2. The computer-implemented system of claim 1, wherein the adaptive learning engine employs one or more artificial intelligence models selected from reinforcement learning and collaborative filtering.

3. The computer-implemented system of claim 1, wherein the one or more insights are one or more of: of: one or more predictive analytics, one or more sentiment analysis, or one or more risk assessments.

4. The computer-implemented system of claim 1, wherein the fantasy stock league is further configured to: update at least one leaderboard rankings dynamically based on outputs from the market insights engine.

5. The computer-implemented system of claim 1, wherein the market insights engine is further configured to output sentiment research metrics selected from a group consisting of: a Sentiment Momentum Index (SMI), a Sentiment Volume Ratio (SVR), a Sentiment Divergence Index (SDI), and a Social Sentiment Velocity (SSV).

6. The computer-implemented system of claim 1, wherein the adaptive learning engine further comprises a natural language processing-based agent configured to respond to user queries related to financial news, economic trends, market sentiment, and investment research.

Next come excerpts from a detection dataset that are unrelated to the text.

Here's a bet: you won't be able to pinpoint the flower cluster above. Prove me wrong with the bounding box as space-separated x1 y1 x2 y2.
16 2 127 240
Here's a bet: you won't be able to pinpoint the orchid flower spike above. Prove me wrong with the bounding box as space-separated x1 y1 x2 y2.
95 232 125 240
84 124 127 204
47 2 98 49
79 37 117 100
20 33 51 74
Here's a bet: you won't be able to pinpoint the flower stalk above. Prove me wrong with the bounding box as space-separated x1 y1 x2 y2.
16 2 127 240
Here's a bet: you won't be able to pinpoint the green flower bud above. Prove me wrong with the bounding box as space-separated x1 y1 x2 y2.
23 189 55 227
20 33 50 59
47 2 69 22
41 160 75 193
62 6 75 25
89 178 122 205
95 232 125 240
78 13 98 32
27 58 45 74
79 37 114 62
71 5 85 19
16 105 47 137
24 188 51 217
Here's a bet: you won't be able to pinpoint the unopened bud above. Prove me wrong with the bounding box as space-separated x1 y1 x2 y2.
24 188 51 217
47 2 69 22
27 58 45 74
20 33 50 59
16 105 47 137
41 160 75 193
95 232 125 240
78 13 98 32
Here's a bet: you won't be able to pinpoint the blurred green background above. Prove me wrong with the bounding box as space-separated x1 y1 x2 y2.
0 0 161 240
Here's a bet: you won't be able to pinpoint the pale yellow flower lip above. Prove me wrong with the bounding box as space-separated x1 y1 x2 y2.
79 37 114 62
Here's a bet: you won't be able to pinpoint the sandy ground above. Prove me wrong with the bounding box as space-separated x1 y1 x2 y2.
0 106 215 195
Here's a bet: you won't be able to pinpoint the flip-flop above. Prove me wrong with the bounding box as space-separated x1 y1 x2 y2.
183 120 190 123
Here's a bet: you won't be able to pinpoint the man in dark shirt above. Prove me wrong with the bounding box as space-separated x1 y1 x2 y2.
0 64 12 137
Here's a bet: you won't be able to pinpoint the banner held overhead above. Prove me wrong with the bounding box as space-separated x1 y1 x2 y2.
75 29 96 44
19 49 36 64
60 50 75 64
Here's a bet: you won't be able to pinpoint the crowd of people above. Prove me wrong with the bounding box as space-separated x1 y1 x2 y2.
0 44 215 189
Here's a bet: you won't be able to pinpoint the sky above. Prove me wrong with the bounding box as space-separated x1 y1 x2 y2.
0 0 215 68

7. The computer-implemented system of claim 1, wherein the user interface module is further configured to provide gamified reward features, including issuance of tokens or points based on user engagement and simulated trade activity, with scaling influenced by performance metrics.

8. The computer-implemented system of claim 1, wherein the fantasy stock trading league engine further enables users to participate in scenario-based strategic games, including Bullseye, Over/Under, and Pick 3/4/5, designed to assess forecasting accuracy, probability judgment, and sector selection skill.

9. The computer-implemented system of claim 1, wherein the fantasy trading league engine is further configured to enable users to declare a directional stance of either bullish or bearish during simulated contests, with outcomes scored based on sentiment-backed forecasting and comparative market performance.

10. The computer-implemented system of claim 1, wherein the fantasy trading league engine is further configured to facilitate simulated portfolio contests across multiple asset classes, including equities, exchange-traded funds (ETFs), and cryptocurrencies, with scoring determined by sentiment-weighted, risk-adjusted portfolio performance.

11. The computer-implemented system of claim 1, wherein the natural language processing-based agent is further configured to provide real-time contextual coaching during fantasy trading or paper trading challenges, based on user decisions and outputs from the market insights engine.

12. The computer-implemented system of claim 1, wherein the user interface module further integrates adaptive quizzes and certification pathways, issuing digital badges and achievement credentials based on demonstrated proficiency in financial literacy topics and simulated trading performance.